Alors, avec un sourire, je lui répondais :

— Je n’ai besoin de rien, Margrethe. Merci.

Et elle me souhaitait bonne nuit ainsi qu’un bon sommeil, ce qui concluait ma journée quoi qu’il m’advînt de faire ensuite.

Bien entendu, chaque soir j’avais envie de répondre : Vous savez de quoi j’ai besoin !

Mais je n’y arrivais pas. En premier lieu : j’étais un homme marié. Oui, certes, mon épouse était perdue quelque part dans un autre monde (à moins que ce ne fût moi). Mais hors de la tombe, nous n’étions point déliés de notre serment. Et puis : si elle avait une liaison, c’était avec Graham (s’il s’agissait bien d’une liaison), et je ne faisais qu’emprunter la personnalité de Graham. Je n’avais pu me soustraire à ce baiser du soir (je ne suis pas un ange !) mais, par fidélité envers ma bien-aimée, je ne pouvais aller plus loin.
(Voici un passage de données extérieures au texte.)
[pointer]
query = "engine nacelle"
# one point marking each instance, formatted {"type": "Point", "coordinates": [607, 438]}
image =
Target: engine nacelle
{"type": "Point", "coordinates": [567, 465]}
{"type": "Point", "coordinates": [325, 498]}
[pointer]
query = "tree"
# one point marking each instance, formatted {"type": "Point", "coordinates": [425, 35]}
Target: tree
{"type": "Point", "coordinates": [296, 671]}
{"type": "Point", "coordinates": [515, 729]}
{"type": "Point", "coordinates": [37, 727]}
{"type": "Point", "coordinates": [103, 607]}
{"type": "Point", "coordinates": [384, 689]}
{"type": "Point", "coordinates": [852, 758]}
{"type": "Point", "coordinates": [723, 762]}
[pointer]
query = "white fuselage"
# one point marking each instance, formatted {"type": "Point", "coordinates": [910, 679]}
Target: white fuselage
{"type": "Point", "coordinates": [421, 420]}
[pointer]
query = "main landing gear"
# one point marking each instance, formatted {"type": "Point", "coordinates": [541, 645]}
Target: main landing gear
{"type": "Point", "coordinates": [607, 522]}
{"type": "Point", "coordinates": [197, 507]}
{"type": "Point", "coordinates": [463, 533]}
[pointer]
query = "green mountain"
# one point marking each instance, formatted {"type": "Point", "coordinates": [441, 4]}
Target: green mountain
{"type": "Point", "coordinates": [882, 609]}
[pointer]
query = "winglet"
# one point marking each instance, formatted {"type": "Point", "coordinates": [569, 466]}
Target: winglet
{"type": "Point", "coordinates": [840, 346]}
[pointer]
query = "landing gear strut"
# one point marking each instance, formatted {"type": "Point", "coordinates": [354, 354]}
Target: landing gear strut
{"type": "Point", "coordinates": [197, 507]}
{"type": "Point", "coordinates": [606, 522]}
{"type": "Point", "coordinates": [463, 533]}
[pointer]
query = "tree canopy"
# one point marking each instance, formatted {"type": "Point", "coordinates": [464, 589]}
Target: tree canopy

Et puis aussi : un homme d’honneur ne saurait offrir moins que le mariage à l’objet de son amour… chose que je ne pouvais offrir, tant moralement que légalement.

Ainsi, on le voit, ces journées de bonheur étaient teintées d’amertume. Et chaque jour me rapprochait inexorablement du moment où je devrais bien quitter Margrethe avec la quasi-certitude de ne jamais la revoir.

Je ne pouvais même pas lui dire quelle perte cela représenterait pour moi.

Cependant, mon amour n’était pas ardent au point de ne pas me laisser espérer que notre séparation lui causerait quelque peine. A la façon mesquine et égoïste d’un adolescent, j’entretenais l’espoir qu’elle me regretterait aussi cruellement que moi. Tout cela était bien puéril, je l’avoue ! A ma décharge, je ne puis qu’avancer le fait que je n’avais connu jusque-là que l’« amour » d’une femme qui aimait Jésus si profondément qu’elle n’avait que peu d’affection réelle pour les créatures de chair et de sang.

Gardez bien cela à l’esprit : n’épousez jamais une femme qui passe trop de temps à prier.

Nous étions à dix jours de navigation de Papeete et le Mexique se dessinait presque à l’horizon quand notre idylle précaire prit fin. Depuis quelques jours, Margrethe m’avait paru de plus en plus distante. Je ne pouvais lui en vouloir car je n’avais pas d’indice précis et rien dont j’eusse pu me plaindre. La crise était intervenue un soir alors qu’elle faisait à nouveau mon nœud.